Economic and fiscal factors which affect business performance are now top of the agenda for UK middle market managers. Faced with wide-ranging uncertainties both domestically and internationally, managers are more cautious about growth prospects for their businesses and the UK economy than six or 12 months ago. This growing caution is also reflected in their attitude to potential mergers and acquisitions activity. The percentage of middle market companies expecting to do a deal in the year ahead has fallen by 18 points since June. However 39 per cent still expect to undertake an M&A transaction.
Renewed threats of terrorism or potential war may dominate the headlines, but they are not uppermost in the minds of middle market managers. The biggest influences on their mergers and acquisitions plans are the health of the US and European economies, interest rate uncertainty, a fall in consumer spending, depressed stock markets and higher taxes - factors which affect corporate performance.
Managers are unimpressed by Government proposals to raise the retirement age to 70 with fewer than one fifth seeing it as a potentially positive move and 30 per cent seeing it as having a negative impact.
These are some of the findings in the latest Gresham Monitor. The Monitor is a twice-yearly survey of the middle market commissioned by Gresham, the private equity house specialising in investing in this key component of the UK economy. In this issue, Gresham sought a "snapshot" view of factors affecting transaction intentions and managers` economic and corporate outlook.
Highlights:
- 43 percent of managers are optimistic about their company’s growth prospects, down from 67 per cent in July.
- 29 percent are sitting on the fence about corporate growth and 28 percent are pessimistic- both the highest recorded since July 2000.
- Managers have reversed their more positive view on UK economic growth from July - 29 per cent now expect it to grow while 47 per cent think it won’t.
- Nearly four in every 10 managers expect to do a deal in the year ahead, but that is down from 57 per cent in July.
- 38 per cent reported lower margins than 12 months ago - the highest figure to date.
- Fewer than a fifth of managers think Government proposals to raise the retirement age to 70 is a positive move
The survey indicates just how much harder it is for companies to grow their bottom line. Some 37 per cent say margins are unchanged - a similar percentage to those reporting lower returns. A quarter improved margins, down from 40 per cent two years ago.
Looking at potential mergers and acquisitions activity, 23 per cent of companies surveyed expect to raise external finance in the year ahead and 19 per cent to buy another business Privately-owned companies are more keen to transact - two-fifths expect to do a deal against just over a third of subsidiaries of public companies.
Gresham chief executive Paul Marson-Smith says: "Middle market companies are facing uncertainty on all fronts - from oil prices to the Chancellor’s fiscal forecasts. Small wonder that they have become more cautious. But an encouraging 39 per cent of the managers surveyed are looking to do a deal in the year ahead. This reinforces our belief that good management teams and companies will continue to seek backers and provide investors with attractive opportunities."
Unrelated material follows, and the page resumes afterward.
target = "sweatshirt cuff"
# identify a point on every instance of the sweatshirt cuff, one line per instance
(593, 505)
Manufacturing versus service Variations in corporate performance continue between manufacturers and their service counterparts. Some 45 per cent of manufacturers reported lower margins than a year ago against 30 per cent of service companies. But the gap is much narrower when it comes to those reporting higher margins - 23 per cent of manufacturers and 28 per cent of service firms.
Although manufacturers found it harder than service companies to increase turnover, slightly fewer said turnover was down (30 per cent against 33 per cent in July). The reverse is true for service companies with 15 per cent revealing lower sales, up from 11 per cent last time.
Service companies are not as gloomy as manufacturers about growth prospects for their businesses, with just 19 per cent pessimistic compared to over a third of manufacturers.